Usually, when dealing with integers to perform computations on data, we want to be able to represent negative quantities.

However, when negative values do not make sense, we can choose to force the computer to interpret the value as a positive number. To do so we use the unsigned integer type (e.g. unsigned int).

Examples of when to use unsigned types:

Indexes into an array
Number of bytes to read
The size of a buffer
Representing raw, untyped binary data

A Note on Signed/Unsigned

Security Concerns

Mishandling signed and unsigned data can cause security vulnerabilities because of the differences in range. For a 1 byte integer, there are 256 different values:

signed char: -128 to +127
unsigned char: 0 to +255

Consequently, signed values -128 to -1 are represented the same way as unsigned values from +128 to +255.

This can cause problems when programmers treat signed data as unsigned or vice versa.

Endianness

Big vs. Little Endian

There are two ways of ordering the bytes on a computer: big endian and little endian.

Big Endian: Most Significant Byte (MSB) first
Little Endian: LSB first

For example, the byte sequence "\x01\x00" represents 0x0100 (256) on a big endian machine and 0x0001 (1) on a little endian machine.

A side effect of little endian is that converting a 32-bit integer to a 16- or 8-bit integer (or 16- to 8-bit) involves ignoring the bytes on the right side, not on the left. This makes the machine code for expressions like short s = *pointer_to_int; simpler, since you don't need to add an offset to the address.

x86 is a Little Endian Architecture!

I promise you that this will mess you up at least once when you're writing an exploit!
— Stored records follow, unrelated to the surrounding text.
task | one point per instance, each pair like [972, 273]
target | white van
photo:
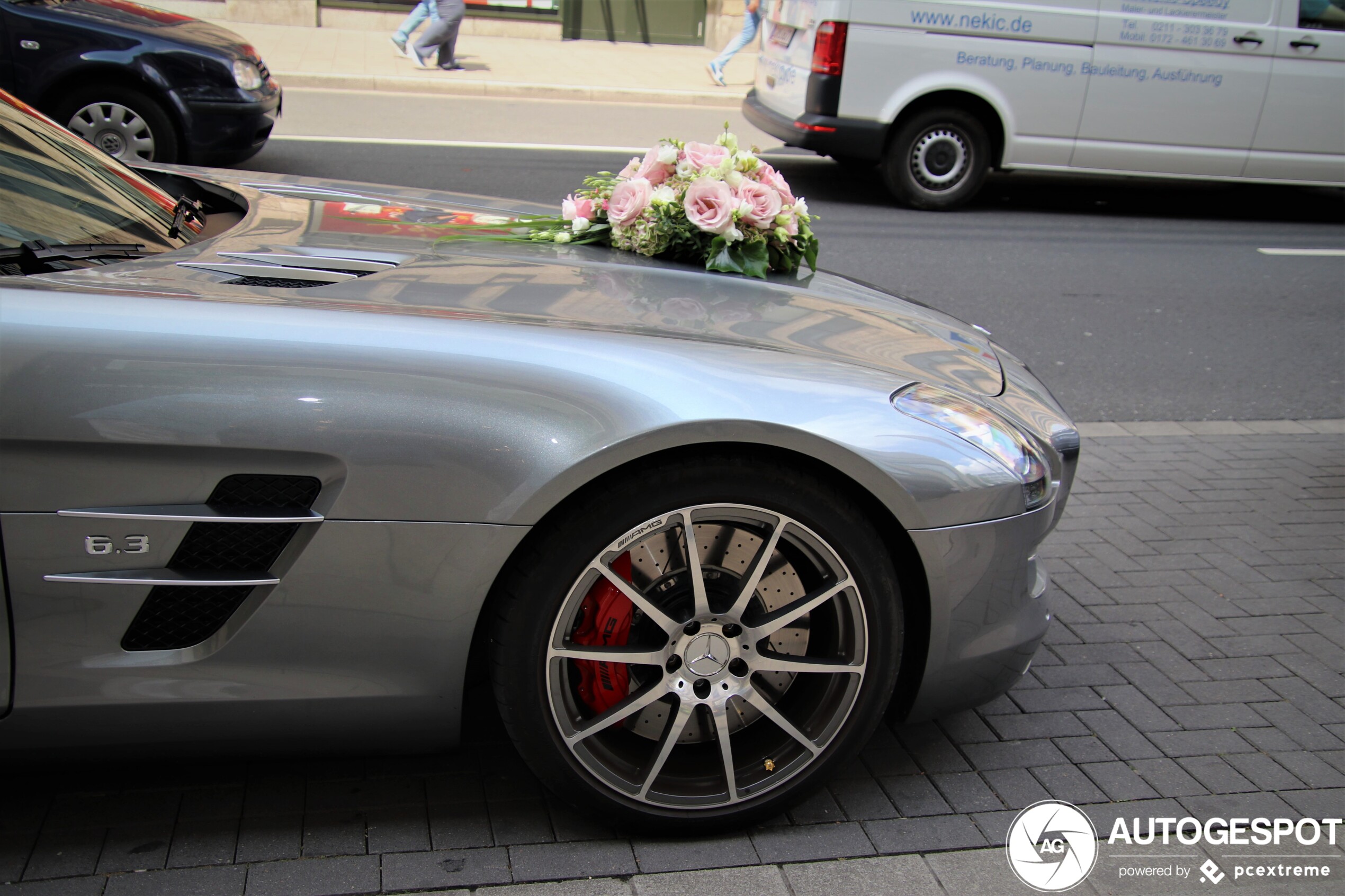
[939, 92]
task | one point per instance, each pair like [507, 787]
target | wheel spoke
[693, 567]
[785, 725]
[670, 738]
[775, 621]
[758, 570]
[648, 607]
[606, 720]
[783, 663]
[616, 653]
[721, 730]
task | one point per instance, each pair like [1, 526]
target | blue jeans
[419, 15]
[750, 28]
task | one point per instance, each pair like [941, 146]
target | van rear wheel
[938, 160]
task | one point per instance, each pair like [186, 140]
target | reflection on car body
[705, 530]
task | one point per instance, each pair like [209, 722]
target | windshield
[57, 188]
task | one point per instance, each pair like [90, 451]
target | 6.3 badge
[103, 545]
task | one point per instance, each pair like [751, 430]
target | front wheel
[123, 123]
[697, 647]
[938, 160]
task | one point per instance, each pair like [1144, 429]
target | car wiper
[35, 256]
[185, 211]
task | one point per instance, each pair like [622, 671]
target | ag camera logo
[1052, 847]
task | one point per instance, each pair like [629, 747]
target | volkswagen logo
[706, 655]
[1052, 845]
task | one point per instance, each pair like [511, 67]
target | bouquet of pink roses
[708, 203]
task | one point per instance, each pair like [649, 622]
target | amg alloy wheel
[706, 662]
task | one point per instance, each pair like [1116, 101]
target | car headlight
[985, 429]
[247, 76]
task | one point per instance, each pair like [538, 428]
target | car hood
[160, 23]
[820, 315]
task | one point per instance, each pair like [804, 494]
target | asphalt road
[1133, 300]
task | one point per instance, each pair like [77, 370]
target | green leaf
[756, 261]
[723, 257]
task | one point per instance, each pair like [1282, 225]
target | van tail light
[829, 48]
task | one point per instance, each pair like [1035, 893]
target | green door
[636, 21]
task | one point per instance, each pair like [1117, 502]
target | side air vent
[275, 283]
[177, 617]
[298, 268]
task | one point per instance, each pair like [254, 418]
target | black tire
[121, 141]
[938, 160]
[533, 593]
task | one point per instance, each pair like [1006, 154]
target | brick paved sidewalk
[1194, 668]
[591, 70]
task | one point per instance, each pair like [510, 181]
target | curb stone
[513, 89]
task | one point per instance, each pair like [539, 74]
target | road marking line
[482, 144]
[1320, 253]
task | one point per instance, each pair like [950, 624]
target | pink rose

Shifts and Bitwise Operations

Conceptual

Shifts simply move all of the bits to the right or the left, dropping what falls off the end and filling in with zeros. The exception to this rule is when right-shifting a signed number. In this case, the computer checks if the number is negative by looking at the most significant bit. Positive numbers are filled in with zeros, and negative numbers filled in with ones. This process is called sign extension

Right Shift: >>
Left Shift: <<

Bitwise operations apply a logical operation (not, and, or, xor) to every bit in order.

Not: ~
And: &
Or: |
Xor: ^

Shifts and Bitwise Operations

Examples

1100 << 1 == 1000
1100 (unsigned) >> 1 == 0110
1100 (signed) >> 1 == 1110
~1100 == 0011
1100 & 0000 == 0000
1100 & 1111 == 1100
1100 | 0000 == 1100
1100 | 1111 == 1111
1100 ^ 0000 == 1100
1100 ^ 1111 == 0011

Floating Point Representation

Floating point numbers are represented according to the standard IEEE-754. That means nothing to you. Since it isn't critically important to you right now, we're going to wave our hands at it. Those interested should go to the Wikipedia page.
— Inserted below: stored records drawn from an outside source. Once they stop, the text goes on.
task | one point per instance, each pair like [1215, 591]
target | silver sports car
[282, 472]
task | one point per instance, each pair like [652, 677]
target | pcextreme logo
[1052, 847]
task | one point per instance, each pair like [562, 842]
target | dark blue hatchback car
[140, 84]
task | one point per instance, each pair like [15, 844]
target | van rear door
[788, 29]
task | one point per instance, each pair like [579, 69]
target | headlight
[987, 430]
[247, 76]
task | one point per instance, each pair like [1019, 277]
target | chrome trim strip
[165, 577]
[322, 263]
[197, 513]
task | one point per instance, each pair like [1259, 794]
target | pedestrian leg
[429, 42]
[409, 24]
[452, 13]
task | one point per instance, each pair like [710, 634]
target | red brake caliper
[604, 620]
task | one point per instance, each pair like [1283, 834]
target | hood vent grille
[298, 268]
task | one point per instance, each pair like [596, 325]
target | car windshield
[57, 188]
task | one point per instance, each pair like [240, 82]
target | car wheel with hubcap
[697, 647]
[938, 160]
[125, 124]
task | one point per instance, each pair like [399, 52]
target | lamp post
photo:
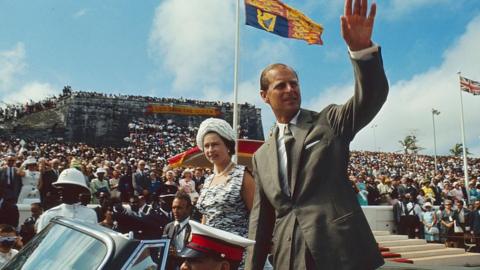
[434, 112]
[374, 137]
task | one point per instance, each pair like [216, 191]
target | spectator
[27, 230]
[447, 224]
[8, 210]
[48, 175]
[140, 179]
[429, 221]
[187, 184]
[178, 231]
[10, 179]
[8, 239]
[475, 224]
[99, 185]
[72, 184]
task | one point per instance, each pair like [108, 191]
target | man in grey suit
[305, 208]
[10, 180]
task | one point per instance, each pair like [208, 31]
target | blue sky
[184, 48]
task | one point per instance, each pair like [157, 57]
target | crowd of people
[12, 112]
[134, 187]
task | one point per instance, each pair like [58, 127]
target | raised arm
[357, 27]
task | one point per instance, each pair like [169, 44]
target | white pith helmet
[71, 176]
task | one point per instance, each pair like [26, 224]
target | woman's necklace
[224, 172]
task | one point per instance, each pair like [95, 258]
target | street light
[434, 112]
[374, 137]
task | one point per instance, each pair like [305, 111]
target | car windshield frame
[74, 227]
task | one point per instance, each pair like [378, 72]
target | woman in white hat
[187, 184]
[99, 184]
[30, 177]
[227, 195]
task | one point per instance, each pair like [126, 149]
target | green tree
[457, 150]
[409, 144]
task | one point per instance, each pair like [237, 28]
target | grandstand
[102, 119]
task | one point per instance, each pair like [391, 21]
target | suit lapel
[271, 164]
[304, 124]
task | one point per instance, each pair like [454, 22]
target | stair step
[380, 233]
[410, 248]
[466, 259]
[432, 252]
[406, 242]
[392, 237]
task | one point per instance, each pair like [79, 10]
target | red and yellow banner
[182, 110]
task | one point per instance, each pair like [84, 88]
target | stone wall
[104, 120]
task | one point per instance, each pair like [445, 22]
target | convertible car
[72, 244]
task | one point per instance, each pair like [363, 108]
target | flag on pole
[470, 86]
[278, 18]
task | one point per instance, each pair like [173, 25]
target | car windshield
[60, 247]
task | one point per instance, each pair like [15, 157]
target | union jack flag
[470, 86]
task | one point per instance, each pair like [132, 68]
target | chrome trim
[79, 225]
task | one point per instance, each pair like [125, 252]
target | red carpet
[388, 255]
[402, 260]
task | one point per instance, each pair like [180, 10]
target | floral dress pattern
[223, 206]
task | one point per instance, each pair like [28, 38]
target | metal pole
[434, 112]
[235, 80]
[464, 146]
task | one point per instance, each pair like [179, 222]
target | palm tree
[409, 143]
[457, 150]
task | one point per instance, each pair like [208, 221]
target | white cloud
[31, 91]
[408, 108]
[80, 13]
[12, 63]
[194, 41]
[398, 8]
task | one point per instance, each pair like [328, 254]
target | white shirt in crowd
[75, 211]
[5, 257]
[180, 237]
Sufficeth to say it is quite different from how integers are represented.

Type Casts

Types of Casts

There are two types of casts:

Normal Casts: float f = (float)some_int;
Binary Reinterpretation Casts: float f = *(float*)&some_int;

Needless to say, the two are quite different. The first will do a proper conversion, while the second will copy the raw bit pattern.
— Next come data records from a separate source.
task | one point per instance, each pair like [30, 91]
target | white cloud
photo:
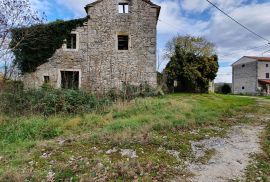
[76, 6]
[41, 5]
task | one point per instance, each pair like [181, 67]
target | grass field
[89, 146]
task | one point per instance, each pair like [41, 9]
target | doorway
[70, 80]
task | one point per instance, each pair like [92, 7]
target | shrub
[47, 101]
[130, 92]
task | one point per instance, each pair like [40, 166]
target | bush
[47, 101]
[226, 89]
[130, 92]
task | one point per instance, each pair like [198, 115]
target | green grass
[144, 125]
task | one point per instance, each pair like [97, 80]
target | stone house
[251, 75]
[116, 46]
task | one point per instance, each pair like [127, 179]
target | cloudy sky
[197, 18]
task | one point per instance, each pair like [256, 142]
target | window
[72, 41]
[122, 42]
[46, 79]
[123, 8]
[70, 79]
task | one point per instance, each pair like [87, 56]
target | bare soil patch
[231, 157]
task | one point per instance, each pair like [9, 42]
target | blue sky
[196, 18]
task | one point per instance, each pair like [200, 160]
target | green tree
[192, 65]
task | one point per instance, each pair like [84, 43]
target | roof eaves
[92, 4]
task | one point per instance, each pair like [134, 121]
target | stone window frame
[123, 2]
[116, 40]
[44, 79]
[59, 76]
[77, 42]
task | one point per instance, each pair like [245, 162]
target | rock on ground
[232, 155]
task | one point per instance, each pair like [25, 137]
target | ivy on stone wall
[33, 46]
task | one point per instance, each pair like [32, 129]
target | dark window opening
[122, 42]
[70, 80]
[46, 79]
[123, 8]
[72, 41]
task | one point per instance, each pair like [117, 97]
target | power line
[251, 48]
[248, 29]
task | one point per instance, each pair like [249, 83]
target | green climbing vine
[33, 46]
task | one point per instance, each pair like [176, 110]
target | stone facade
[249, 75]
[100, 64]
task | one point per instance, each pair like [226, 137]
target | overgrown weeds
[159, 130]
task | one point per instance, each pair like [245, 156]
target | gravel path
[232, 155]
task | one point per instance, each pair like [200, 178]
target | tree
[14, 14]
[193, 64]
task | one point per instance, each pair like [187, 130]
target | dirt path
[231, 154]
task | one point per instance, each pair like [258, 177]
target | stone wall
[262, 69]
[101, 64]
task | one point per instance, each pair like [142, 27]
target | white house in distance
[251, 75]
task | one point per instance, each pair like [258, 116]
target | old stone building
[251, 75]
[117, 45]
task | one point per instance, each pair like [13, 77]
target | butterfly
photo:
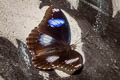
[50, 43]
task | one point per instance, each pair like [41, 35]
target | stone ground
[100, 48]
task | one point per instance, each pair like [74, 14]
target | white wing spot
[52, 58]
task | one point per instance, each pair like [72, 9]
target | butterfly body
[50, 43]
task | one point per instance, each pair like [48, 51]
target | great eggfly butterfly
[50, 42]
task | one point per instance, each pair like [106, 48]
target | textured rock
[101, 45]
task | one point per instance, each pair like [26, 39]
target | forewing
[52, 31]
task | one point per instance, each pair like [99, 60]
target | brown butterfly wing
[66, 61]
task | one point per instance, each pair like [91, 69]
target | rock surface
[101, 46]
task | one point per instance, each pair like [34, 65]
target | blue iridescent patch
[56, 22]
[46, 39]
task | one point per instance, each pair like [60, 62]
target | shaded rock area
[101, 45]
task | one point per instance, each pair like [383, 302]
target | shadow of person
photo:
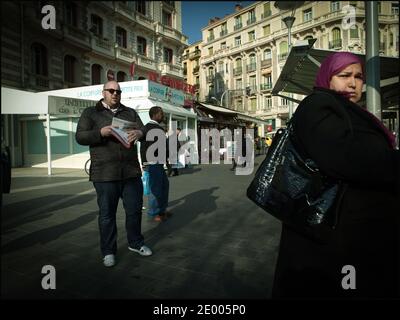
[186, 209]
[49, 234]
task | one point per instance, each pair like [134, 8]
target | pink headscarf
[335, 63]
[332, 65]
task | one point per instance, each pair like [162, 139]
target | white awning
[22, 102]
[219, 109]
[146, 103]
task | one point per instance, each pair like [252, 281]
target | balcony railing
[251, 20]
[334, 44]
[266, 14]
[238, 26]
[282, 56]
[266, 86]
[266, 63]
[237, 71]
[195, 54]
[251, 67]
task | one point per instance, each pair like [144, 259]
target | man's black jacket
[110, 160]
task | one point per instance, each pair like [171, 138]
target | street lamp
[289, 20]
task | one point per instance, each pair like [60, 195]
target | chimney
[238, 7]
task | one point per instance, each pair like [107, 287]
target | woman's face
[350, 81]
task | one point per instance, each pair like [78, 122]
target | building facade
[92, 41]
[243, 53]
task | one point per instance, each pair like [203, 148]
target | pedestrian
[115, 171]
[158, 180]
[174, 167]
[360, 257]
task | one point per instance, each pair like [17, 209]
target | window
[237, 41]
[210, 35]
[267, 10]
[252, 17]
[121, 76]
[267, 54]
[69, 68]
[354, 32]
[335, 6]
[120, 35]
[224, 29]
[71, 14]
[96, 74]
[167, 18]
[268, 103]
[168, 53]
[395, 8]
[267, 30]
[307, 15]
[238, 23]
[253, 105]
[336, 39]
[39, 59]
[238, 84]
[252, 35]
[141, 46]
[97, 25]
[140, 7]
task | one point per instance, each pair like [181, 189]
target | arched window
[120, 35]
[267, 54]
[336, 39]
[96, 74]
[69, 68]
[141, 46]
[121, 76]
[39, 59]
[283, 48]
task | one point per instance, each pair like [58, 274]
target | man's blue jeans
[108, 195]
[159, 189]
In addition, there are multiple types of normal casts:

Integer<->Integer Casts: Narrowing
Integer<->Integer Casts: Widening
Integer<->Float Casts
Pointer Casts (which result in reinterpret-casts of the data they point to)

Type Casts

Integer<->Integer Casts: Narrowing

Narrowing is casting a larger integer type down to a smaller integer type (e.g. int to short).

To narrow to n bytes, the machine will take the n least significant bytes and store them into the result. Thus, (char)257 == 1.

As shown in the above example, this can cause strange results when narrowing to a type that cannot hold the run-time value of the variable being cast. Narrowing casts are only safe when the run-time value can be represented in the target type. Narrowing in other circumstances causes unintuitive results.

Type Casts

Integer<->Integer Casts: Widening

On the other hand, the opposite (widening) is always valid for unsigned->signed casts and casts with no change in signedness. In these cases, the n bytes of the original variable are copied to the least significant bytes of the target. If the target is unsigned, zeros are added to the MSBs, and if it is signed then they are subject to sign extension.